Intorno alle 2.00 di sabato notte, un violento temporale si è abbattuto sulla città di Ivrea. Come in altre notti, ormai gli eventi atmosferici ci deliziano con suoni e rumori della natura possente, che ci risveglia bruscamente per ricordarci quello che siamo: formiche in balìa degli eventi della natura.

Nel “Dialogo della natura con un islandese”, è espressa questa concezione del pessimismo leopardiano; la natura deve seguire il suo corso e di certo non si placherà a causa dell’infelicità o felicità dell’uomo, che nel mondo è un essere qualunque destinato a subire e perire sotto i colpi della natura. Più o meno leopardianamente ci risvegliamo con uno stato d’animo simile: il modem… la televisione…devo correre a staccare tutto prima che sia troppo tardi. L’implacabile legge di Murphy con il pessimismo di Leopardi in quel momento ci colpisce: mentre siamo nell’angolo più incasinato di casa nostra, un secondo bagliore del fulmine illumina anche la polvere sulla credenza, seguito da un secondo potente ruggito del tuono come se in giardino i tedeschi avessero installato la grande Bertha per bombardare Parigi. Quando siamo stati appena storditi da questa esplosione di luce e di rumore, viene a mancare la luce elettrica. Nel buio udiamo distintamente le cataratte del Nilo che ci piombano con violenza sulla casa. Annaspiamo, cercando di ricostruire la topografia della stanza. Con la mano protesa verso la presa telefonica del modem, inutilmente.

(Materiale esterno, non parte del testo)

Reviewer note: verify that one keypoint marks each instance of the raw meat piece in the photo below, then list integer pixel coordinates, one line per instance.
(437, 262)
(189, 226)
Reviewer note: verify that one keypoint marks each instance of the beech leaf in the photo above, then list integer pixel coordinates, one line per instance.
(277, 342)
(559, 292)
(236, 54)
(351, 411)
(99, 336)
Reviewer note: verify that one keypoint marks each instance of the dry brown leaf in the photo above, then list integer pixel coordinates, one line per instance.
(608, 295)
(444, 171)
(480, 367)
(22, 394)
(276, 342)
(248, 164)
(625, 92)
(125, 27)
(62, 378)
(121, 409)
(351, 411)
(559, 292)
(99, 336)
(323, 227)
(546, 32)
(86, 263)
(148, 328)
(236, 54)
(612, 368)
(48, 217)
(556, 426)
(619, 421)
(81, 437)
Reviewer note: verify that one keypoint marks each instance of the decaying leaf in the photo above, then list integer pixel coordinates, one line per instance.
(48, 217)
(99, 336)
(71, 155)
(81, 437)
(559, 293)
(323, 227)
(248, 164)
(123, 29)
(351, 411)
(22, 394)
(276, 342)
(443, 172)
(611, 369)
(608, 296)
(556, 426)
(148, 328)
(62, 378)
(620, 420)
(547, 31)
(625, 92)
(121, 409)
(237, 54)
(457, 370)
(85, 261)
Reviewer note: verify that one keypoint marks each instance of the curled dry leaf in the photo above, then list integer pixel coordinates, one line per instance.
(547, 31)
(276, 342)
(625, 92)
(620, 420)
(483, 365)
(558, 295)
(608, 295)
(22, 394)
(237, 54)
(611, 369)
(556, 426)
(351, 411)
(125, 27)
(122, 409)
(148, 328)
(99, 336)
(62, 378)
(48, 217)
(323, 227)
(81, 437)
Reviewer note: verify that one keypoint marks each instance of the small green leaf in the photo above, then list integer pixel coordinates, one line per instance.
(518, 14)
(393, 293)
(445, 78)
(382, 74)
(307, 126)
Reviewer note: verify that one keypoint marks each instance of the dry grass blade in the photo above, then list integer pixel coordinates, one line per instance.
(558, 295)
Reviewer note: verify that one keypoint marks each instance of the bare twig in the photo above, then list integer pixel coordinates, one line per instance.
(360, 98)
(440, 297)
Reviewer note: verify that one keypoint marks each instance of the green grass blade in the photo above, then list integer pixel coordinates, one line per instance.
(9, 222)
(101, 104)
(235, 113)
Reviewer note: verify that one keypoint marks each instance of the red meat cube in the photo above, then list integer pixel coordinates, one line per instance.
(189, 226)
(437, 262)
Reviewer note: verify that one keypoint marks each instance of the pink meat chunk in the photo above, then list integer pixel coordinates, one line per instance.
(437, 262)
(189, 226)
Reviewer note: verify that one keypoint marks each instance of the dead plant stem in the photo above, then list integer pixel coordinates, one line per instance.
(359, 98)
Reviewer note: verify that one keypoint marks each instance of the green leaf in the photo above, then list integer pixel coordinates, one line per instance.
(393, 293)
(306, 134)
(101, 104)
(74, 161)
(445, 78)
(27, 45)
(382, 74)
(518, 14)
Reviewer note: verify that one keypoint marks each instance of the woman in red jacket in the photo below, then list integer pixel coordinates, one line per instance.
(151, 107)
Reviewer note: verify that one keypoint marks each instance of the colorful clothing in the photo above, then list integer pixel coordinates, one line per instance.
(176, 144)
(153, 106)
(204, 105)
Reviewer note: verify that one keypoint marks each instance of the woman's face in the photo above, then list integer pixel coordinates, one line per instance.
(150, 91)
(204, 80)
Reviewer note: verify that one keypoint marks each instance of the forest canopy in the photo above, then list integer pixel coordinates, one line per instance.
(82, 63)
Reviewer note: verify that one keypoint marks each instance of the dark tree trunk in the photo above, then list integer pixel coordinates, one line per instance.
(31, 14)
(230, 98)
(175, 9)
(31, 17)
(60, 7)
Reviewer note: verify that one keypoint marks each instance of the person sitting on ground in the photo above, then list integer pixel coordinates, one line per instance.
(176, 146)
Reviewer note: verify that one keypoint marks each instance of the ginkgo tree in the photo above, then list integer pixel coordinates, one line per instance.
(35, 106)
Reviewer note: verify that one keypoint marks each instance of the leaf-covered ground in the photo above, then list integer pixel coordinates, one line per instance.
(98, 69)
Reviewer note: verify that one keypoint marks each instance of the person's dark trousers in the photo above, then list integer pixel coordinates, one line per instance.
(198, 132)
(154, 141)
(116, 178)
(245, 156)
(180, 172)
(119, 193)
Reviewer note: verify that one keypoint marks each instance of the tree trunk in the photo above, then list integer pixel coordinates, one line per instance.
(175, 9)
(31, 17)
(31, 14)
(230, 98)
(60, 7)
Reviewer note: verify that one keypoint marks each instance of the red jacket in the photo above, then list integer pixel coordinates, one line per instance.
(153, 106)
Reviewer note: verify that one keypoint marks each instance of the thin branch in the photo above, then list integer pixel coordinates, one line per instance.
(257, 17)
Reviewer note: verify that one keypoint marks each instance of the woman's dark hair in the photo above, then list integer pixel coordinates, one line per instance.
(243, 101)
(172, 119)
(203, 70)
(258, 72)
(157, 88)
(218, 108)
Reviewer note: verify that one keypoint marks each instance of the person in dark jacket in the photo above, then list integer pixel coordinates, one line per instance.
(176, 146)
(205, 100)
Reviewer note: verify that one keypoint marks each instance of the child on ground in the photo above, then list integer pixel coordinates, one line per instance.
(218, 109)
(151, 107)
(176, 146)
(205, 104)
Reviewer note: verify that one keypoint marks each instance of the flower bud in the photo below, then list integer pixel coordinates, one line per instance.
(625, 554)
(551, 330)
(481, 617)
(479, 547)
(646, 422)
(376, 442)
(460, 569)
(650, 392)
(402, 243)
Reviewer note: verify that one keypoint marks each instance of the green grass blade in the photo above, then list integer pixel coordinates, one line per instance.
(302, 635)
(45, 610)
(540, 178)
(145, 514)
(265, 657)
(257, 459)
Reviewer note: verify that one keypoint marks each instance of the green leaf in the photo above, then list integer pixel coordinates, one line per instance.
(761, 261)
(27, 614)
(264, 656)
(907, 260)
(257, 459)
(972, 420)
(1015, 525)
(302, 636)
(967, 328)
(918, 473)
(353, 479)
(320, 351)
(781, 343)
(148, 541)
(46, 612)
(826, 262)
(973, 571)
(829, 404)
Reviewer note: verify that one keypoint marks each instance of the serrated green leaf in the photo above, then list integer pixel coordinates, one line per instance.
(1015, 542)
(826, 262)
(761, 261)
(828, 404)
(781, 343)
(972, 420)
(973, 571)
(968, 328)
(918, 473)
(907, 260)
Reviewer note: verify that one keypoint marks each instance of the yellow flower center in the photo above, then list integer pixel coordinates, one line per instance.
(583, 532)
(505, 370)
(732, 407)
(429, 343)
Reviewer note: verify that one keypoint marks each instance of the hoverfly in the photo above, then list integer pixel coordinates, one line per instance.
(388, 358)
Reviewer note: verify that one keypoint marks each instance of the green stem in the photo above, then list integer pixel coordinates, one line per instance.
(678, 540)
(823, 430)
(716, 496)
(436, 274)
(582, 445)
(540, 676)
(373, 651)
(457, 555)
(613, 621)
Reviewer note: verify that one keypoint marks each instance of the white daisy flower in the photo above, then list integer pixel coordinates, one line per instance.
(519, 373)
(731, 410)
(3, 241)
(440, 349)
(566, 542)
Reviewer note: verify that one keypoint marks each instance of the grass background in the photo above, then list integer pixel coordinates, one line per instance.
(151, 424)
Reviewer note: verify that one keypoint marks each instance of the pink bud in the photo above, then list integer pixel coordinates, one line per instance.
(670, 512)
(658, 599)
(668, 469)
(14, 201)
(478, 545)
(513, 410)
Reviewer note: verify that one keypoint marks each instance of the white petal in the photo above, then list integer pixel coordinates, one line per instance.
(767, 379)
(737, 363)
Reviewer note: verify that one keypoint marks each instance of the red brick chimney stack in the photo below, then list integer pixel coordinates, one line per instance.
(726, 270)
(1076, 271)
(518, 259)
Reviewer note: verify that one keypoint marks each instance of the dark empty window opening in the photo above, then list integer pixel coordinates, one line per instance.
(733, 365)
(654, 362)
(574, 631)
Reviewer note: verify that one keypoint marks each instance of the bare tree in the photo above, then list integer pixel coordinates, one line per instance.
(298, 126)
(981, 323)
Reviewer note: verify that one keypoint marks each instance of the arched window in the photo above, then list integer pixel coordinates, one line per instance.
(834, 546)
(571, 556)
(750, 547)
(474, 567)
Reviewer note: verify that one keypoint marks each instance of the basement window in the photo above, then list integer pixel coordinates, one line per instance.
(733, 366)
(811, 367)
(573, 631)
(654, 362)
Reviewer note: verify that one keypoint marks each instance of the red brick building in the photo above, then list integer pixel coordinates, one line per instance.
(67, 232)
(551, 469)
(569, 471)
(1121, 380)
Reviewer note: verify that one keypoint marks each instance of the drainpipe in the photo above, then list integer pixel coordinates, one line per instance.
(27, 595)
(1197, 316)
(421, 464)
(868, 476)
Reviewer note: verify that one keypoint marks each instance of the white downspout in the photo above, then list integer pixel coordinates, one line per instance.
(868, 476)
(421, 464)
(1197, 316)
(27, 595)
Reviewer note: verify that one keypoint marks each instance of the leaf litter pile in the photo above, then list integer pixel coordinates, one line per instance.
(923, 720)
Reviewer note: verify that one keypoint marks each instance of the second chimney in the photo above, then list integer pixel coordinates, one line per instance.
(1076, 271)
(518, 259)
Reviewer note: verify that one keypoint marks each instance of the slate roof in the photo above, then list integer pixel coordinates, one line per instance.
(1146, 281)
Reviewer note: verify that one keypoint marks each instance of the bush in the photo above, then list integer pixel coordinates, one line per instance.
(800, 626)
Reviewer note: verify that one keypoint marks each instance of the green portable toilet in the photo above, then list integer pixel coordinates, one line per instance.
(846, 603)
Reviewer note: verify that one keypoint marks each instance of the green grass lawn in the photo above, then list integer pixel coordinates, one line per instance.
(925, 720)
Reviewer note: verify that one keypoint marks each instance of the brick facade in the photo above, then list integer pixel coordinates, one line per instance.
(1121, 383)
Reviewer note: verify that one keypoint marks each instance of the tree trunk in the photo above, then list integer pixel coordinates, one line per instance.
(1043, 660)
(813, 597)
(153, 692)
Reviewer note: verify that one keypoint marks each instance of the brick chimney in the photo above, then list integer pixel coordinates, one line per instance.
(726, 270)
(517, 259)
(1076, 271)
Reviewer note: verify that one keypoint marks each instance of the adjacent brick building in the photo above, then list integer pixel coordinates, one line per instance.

In un istante ci passano davanti agli occhi (bui) una serie di oggetti utili di cui non ricordavamo neppure l’esistenza: i fiammiferi… (una volta, quando erano vicino al gas, anni ’80 circa…) la torcia, che bisogna sempre avere in casa (già, mi ricordo ora che devo sempre comprare le pile che si sono scaricate nell’estate 2014) ecco si! C’è una candela antizanzare nel cassetto del mobile, proprio davanti a me! Gesticolo nel buio così sgraziatamente che mi consolo pensando che tanto al buio non mi vedo. Trovo la maniglia del cassetto che sembra diversa da come la vedo di giorno, le dita si muovono convulsamente, ecco! Trovata! Sono a posto. Non è vero, non ho i fiammiferi… l’accendigas. Mentre annaspo verso la cucina mi scontro con la porta socchiusa, c’è qualcosa per terra che prima non c’era, mi ostacola; dove sono? Mi sono perso in casa mia con una candela spenta in mano. Quando penso di passare il resto della notte in quella tragica posizione… urka, sono sfilati solo 4 minuti. Un terzo tuono e un altro fulmine si scatenano attraverso le tapparelle socchiuse. Un miracolo. Torna la luce e mi trovo in realtà in bagno con una saponetta in mano.

Ma qui succede l’apoteosi dell’onnipotenza: le campane della chiesa del Sacro Cuore di via Torino iniziano a suonare a distesa, come per la Messa grande della domenica, forse di più, come a Pasqua! Una grande sinfonia di campane a festa, bellissimo. Sono le 2 e 04, fantastico. La luce pubblica non torna nella strada, ma ormai modem e tv sono in salvo. Alle 2 e 15 le campane ci danno dentro alla grande: evidentemente il fulmine ha creato una sovratensione che avrà fatto partire qualche congegno. Alle 2 e 20 il miracolo inizia a diventare inquietante: quando abitavo in campagna gli anziani raccontavano che in guerra, o con qualche tragico incendio, le campane suonavano a martello per avvisare e chiedere aiuto ai borghi vicini. Alle 2 e 30 la sinfonia procede tranquilla. Le luci negli appartamenti del quartiere si accendono sempre più. Quanto duravano le campane a festa a Pasqua? E’ la domanda che mi martella.

Alle 2 e 42 le campane tacciono. Il concerto pasquale è durato quaranta minuti. Il quartiere teme che si possa ripetere. Magari il concerto delle campane di Natale, al prossimo temporale che potrà anche essere tra le 3 e 47 e le 4 e 17 nella notte tra un martedì e un mercoledì qualunque. Perché no?